Takata Recalls Additional 2.7 Million Air Bag Inflators as Twelfth Death Is Linked to Ruptured Air Bag

An inflator rupture may result in metal fragments striking the driver or other occupants, resulting in serious injury or death

Takata Recalls Additional 2.7 Million Air Bag Inflators as Twelfth Death Is Linked to Ruptured Air Bag
Image: Pixabay
July 11, 2017

Takata Corporation has issued a recall for 2.7 million PSDI-5 driver frontal air bag inflators that use calcium sulfate as a desiccant. The inflators may rupture due to propellant degradation occurring after long-term exposure to moderate absolute humidity, temperatures, and temperature cycling.

What's the problem?

These air bag inflators were assembled as part of the frontal air bag modules, and used as original equipment or replacement equipment, such as after a vehicle crash necessitating replacement of the original air bags. This recall is not for all desiccated PSAN inflators; rather it relates to a subset containing calcium sulfate.

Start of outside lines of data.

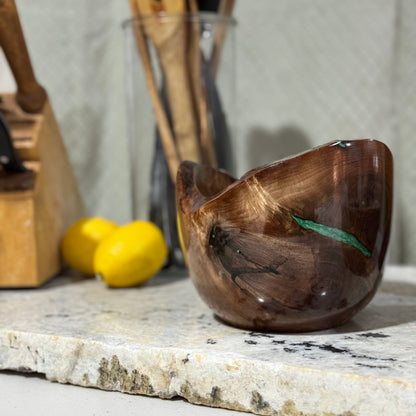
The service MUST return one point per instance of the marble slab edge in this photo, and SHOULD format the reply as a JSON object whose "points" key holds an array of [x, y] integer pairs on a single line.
{"points": [[247, 385]]}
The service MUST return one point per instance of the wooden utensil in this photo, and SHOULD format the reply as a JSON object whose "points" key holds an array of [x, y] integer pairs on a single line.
{"points": [[169, 38], [33, 217], [297, 245], [30, 96]]}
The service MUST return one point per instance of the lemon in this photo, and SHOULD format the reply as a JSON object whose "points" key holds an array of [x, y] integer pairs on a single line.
{"points": [[81, 240], [131, 255]]}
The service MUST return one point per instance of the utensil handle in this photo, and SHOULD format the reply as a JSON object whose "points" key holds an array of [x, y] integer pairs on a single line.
{"points": [[31, 96]]}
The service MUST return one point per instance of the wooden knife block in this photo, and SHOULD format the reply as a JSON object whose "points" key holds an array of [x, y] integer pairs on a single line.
{"points": [[34, 217]]}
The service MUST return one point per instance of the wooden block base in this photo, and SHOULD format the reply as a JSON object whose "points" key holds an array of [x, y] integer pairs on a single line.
{"points": [[35, 213]]}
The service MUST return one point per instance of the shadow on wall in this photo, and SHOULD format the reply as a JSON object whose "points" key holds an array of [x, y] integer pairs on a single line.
{"points": [[265, 146]]}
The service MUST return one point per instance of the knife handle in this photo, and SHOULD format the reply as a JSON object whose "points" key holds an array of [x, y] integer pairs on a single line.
{"points": [[30, 96]]}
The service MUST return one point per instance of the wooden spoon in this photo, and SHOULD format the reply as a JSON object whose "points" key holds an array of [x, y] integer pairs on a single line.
{"points": [[30, 96], [168, 35]]}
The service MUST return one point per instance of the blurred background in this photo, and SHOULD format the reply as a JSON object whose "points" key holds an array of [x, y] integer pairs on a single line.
{"points": [[307, 72]]}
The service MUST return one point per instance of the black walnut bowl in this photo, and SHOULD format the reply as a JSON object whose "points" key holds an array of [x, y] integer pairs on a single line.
{"points": [[296, 245]]}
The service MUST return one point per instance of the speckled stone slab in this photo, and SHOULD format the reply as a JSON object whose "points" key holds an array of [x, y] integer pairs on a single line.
{"points": [[161, 340]]}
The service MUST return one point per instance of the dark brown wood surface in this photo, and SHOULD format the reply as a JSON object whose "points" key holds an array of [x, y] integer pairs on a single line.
{"points": [[30, 95], [296, 245]]}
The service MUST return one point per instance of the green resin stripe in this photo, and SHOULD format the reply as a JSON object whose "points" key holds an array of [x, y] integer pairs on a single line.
{"points": [[332, 232]]}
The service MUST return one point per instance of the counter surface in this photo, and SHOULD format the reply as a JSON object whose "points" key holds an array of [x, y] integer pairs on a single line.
{"points": [[161, 340]]}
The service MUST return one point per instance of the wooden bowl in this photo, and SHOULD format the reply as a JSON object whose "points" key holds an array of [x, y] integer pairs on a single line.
{"points": [[296, 245]]}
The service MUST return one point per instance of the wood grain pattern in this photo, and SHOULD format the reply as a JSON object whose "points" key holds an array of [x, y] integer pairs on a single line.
{"points": [[31, 96], [36, 209], [296, 245]]}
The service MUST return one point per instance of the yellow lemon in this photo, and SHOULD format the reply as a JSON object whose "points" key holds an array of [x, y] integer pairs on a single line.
{"points": [[131, 255], [81, 240]]}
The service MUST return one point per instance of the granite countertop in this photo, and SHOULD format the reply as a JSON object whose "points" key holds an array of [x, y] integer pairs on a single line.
{"points": [[161, 340]]}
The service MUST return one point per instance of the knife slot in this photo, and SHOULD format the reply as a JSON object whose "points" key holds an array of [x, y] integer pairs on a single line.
{"points": [[16, 182]]}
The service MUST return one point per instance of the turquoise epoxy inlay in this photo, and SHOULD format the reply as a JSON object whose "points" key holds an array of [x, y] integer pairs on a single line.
{"points": [[332, 232]]}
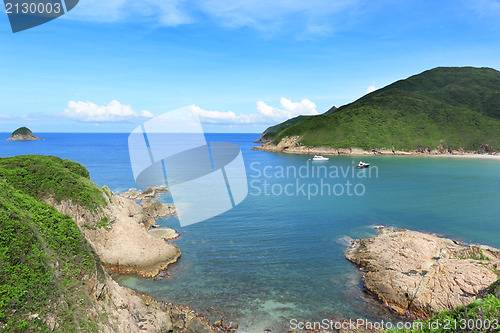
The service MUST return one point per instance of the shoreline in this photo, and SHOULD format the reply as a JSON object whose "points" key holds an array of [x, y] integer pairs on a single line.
{"points": [[291, 146], [419, 274]]}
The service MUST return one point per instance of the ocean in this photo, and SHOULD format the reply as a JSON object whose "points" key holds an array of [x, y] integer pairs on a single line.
{"points": [[278, 255]]}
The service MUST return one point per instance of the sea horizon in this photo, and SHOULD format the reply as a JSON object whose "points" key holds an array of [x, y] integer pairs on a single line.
{"points": [[274, 257]]}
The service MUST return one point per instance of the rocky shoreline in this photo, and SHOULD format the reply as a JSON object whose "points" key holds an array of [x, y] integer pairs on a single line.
{"points": [[124, 238], [417, 275], [291, 145]]}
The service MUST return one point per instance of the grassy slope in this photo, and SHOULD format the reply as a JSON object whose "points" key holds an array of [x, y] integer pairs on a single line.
{"points": [[43, 255], [455, 107], [272, 131], [22, 131]]}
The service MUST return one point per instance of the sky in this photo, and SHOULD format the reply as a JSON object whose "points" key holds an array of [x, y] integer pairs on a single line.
{"points": [[244, 65]]}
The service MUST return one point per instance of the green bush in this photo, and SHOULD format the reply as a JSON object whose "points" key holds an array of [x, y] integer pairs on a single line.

An inflator rupture may result in metal fragments striking the driver or other occupants, resulting in serious injury or death. This is exactly what is believed to have happened in the June 2016 death of a Florida man who was driving a 2001 Honda Accord. Honda revealed this week that it has linked the death to a defective Takata air bag.

What Happens Next?

Takata says that will be working with vehicle manufacturers to determine into which vehicles the affected inflators were installed either as original or replacement equipment during service. As this work progresses, various vehicle recalls will likely be announced by the impacted vehicle manufacturers. The National Highway Traffic Safety Administration (NHTSA) says that it will supply this information as soon as possible.

To date, approximately 42 million vehicles have been impacted by the massive Takata air bag recall that began in 2015. NHTSA also fined Takata a record $200 million.